Portal da Inovação em Saúde – Com o Programa Mais Médicos (PMM), Curitiba recebeu o aporte de 48 médicos sendo 30 cubanos. Qual o impacto desta força de trabalho na Atenção Primária?

Paulo Poli Neto Curitiba tem profissionais muito qualificados e comprometidos, vários desses atuando há décadas na APS. Por outro lado, há também, e isso é natural, profissionais que se habituaram a um modo de fazer e que podem apresentar dificuldades ou resistências em relação ao processo de mudança pelo qual passa a APS em Curitiba. Nesse sentido, ter recebido quaisquer médicos novos na rede com abertura para atuar de outro modo já teria produzido muito impacto. Receber médicos de outros países mexe ainda mais com a rede, especialmente os de Cuba por terem em seu país uma APS que valoriza os atributos do acesso, continuidade, abrangência e coordenação. A ampliação do número de residentes de Medicina de Família e Comunidade e o envolvimento de diversos médicos antigos da rede na preceptoria também têm sido um vetor de mudança fundamental.

Portal da Inovação em Saúde – O que mudou na assistência após a implantação do PMM?
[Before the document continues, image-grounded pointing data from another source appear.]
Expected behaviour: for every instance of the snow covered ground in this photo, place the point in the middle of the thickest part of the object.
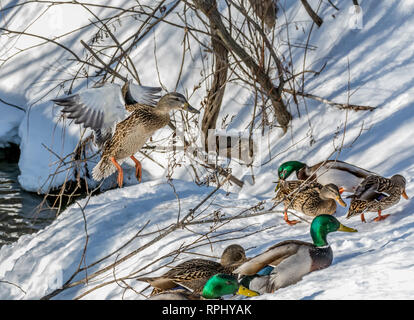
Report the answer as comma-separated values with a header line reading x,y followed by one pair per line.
x,y
375,263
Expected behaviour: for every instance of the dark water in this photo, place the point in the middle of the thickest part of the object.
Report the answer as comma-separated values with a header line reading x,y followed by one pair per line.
x,y
19,212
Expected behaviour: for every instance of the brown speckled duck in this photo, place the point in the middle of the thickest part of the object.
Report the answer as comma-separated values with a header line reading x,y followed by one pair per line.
x,y
311,198
375,194
122,119
193,274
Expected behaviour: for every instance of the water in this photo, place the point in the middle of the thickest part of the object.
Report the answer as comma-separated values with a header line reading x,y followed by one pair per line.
x,y
19,212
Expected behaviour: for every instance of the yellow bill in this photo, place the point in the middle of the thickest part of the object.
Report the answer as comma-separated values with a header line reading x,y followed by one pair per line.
x,y
246,292
346,229
405,195
340,201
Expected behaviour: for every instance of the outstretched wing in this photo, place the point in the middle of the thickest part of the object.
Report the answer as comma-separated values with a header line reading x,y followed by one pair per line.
x,y
141,94
98,108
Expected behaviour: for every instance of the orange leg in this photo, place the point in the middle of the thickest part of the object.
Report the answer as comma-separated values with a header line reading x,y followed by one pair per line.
x,y
120,172
138,168
363,218
381,217
290,222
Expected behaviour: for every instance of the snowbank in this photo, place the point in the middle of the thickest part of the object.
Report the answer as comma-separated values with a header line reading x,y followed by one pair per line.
x,y
375,263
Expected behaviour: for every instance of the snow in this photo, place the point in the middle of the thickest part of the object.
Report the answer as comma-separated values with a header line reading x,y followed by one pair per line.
x,y
375,263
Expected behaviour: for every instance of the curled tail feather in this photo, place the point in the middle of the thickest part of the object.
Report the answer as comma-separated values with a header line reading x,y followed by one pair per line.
x,y
103,169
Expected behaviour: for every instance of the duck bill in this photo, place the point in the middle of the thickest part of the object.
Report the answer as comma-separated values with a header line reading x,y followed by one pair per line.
x,y
277,186
340,201
246,292
191,109
405,195
346,229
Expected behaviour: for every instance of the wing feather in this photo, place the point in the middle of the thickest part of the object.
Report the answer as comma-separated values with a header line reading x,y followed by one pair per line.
x,y
98,108
271,257
142,94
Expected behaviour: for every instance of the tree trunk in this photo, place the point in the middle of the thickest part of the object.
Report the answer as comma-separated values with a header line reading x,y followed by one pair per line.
x,y
209,8
216,92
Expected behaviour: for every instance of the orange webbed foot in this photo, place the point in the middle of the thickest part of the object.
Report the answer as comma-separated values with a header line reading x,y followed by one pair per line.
x,y
381,217
120,178
138,168
290,222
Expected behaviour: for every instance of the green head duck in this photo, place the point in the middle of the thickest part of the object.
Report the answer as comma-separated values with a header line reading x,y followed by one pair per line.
x,y
324,224
287,168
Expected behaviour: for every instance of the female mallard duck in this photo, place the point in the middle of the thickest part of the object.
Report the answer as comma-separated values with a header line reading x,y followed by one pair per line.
x,y
193,274
346,176
217,286
288,261
375,194
311,198
122,119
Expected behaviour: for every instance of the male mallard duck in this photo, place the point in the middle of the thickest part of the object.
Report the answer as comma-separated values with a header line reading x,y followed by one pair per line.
x,y
193,274
217,286
346,176
375,194
122,119
288,261
311,198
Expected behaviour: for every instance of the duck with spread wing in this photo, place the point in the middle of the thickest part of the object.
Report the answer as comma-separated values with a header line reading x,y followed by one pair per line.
x,y
122,119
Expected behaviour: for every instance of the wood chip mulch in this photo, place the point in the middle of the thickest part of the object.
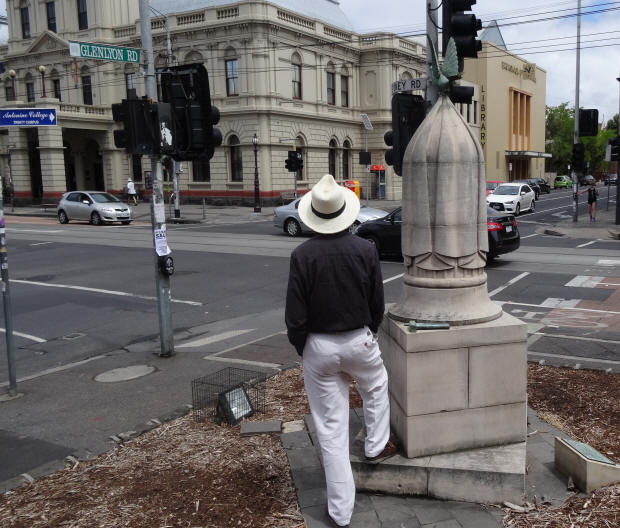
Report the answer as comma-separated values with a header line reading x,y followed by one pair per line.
x,y
585,405
188,474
Paulo Poli Neto Como dissemos, toda a rede está passando por mudanças e é natural que os médicos que entram, mesmo os do PMM, adaptem-se de algum modo ao funcionamento da UBS, sua organização de agenda, seus protocolos, etc.. Na média, as diferenças em relação à resolutividade ou encaminhamentos para atenção secundária são pequenas. O mais importante nesse momento talvez seja trazerem uma postura e um conhecimento sobre APS que contribui para a discussão de modelos que tem sido feita em Curitiba.